"Constitutionalism is the primary edifice on which Indian democracy stands", says President
The President of India, Shri Pranab Mukherjee received today (April 7, 2016) the first copy of a book ‘Statement of Indian Law: Supreme Court through its Constitution Bench Decisions since 1950’ written by Shri Govind Goel, Advocate, Supreme Court of India. The book was released by Justice TS Thakur, Chief Justice of India at a function held at Rashtrapati Bhavan.
Speaking on the occasion, the President said Constitutionalism is the primary edifice on which the Indian democracy stands. The rule of law is the hallmark of our democracy, due to which every Indian feels empowered, making him or her participate in nation-building with full vigour and enthusiasm.
The President said unlike the Supreme Court of the United States, where judges are appointed for a life term by the political executive keeping in view ideological preferences, judges of the Indian Supreme Court are appointed through a non-political process uninfluenced by such considerations. As a result, the law that has emerged having been interpreted by the Constitution Bench of Indian Supreme Court navigates through diverse social, economic, political, cultural, historical and ethical moors. This has made the Constitution of India a living organic document keeping pace with the changing times.

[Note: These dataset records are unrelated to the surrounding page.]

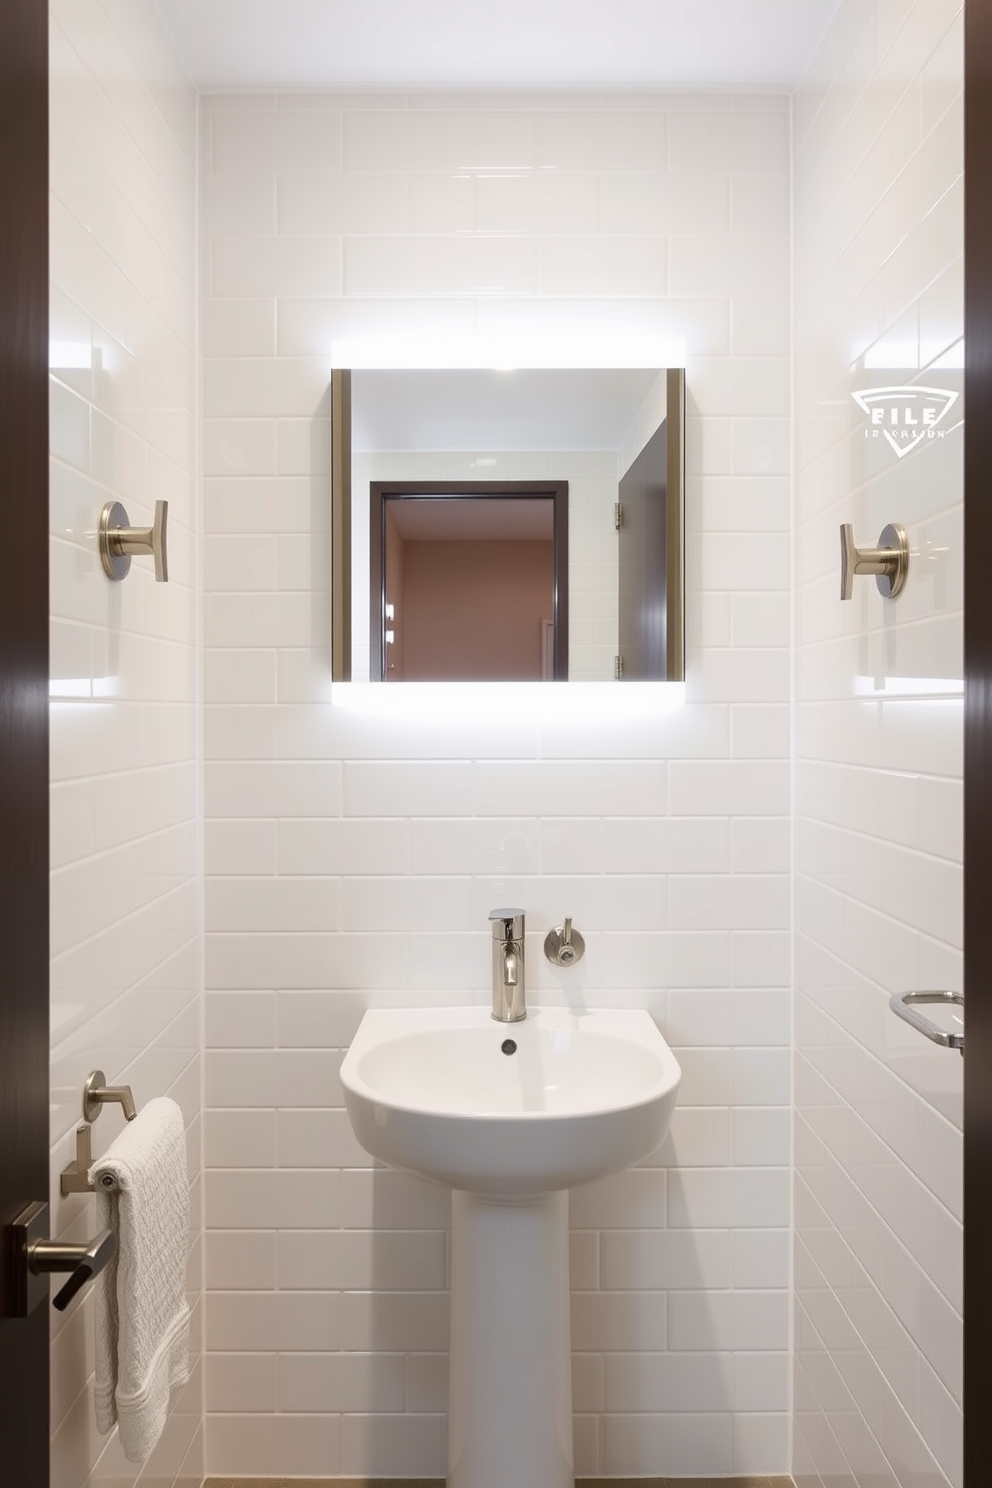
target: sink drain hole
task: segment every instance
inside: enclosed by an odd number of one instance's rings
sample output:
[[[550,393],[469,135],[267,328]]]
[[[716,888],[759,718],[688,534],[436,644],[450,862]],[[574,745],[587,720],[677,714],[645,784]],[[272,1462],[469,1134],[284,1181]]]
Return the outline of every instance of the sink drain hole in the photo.
[[[517,1052],[516,1040],[515,1039],[504,1039],[503,1042],[500,1044],[500,1048],[502,1049],[502,1051],[503,1051],[504,1054],[516,1054],[516,1052]]]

The President said Constitutional Bench decisions have exhibited a reasonable degree of durability and have left indelible footprints on the sands of time. Of the 2,296 decisions of the Constitution Bench, only about one percent have been overruled, which is considerably less than the number of constitutional amendments. Yet, there may be a possibility, and more so desirability, of revisiting the correctness or relevance of a decision as per the contemporary needs of society.
The book ‘Statement of Indian Law: Supreme Court through its Constitution Bench Decisions since 1950’ is a study of all the judgments delivered by the Constitution Bench of the Supreme Court of India since 1950.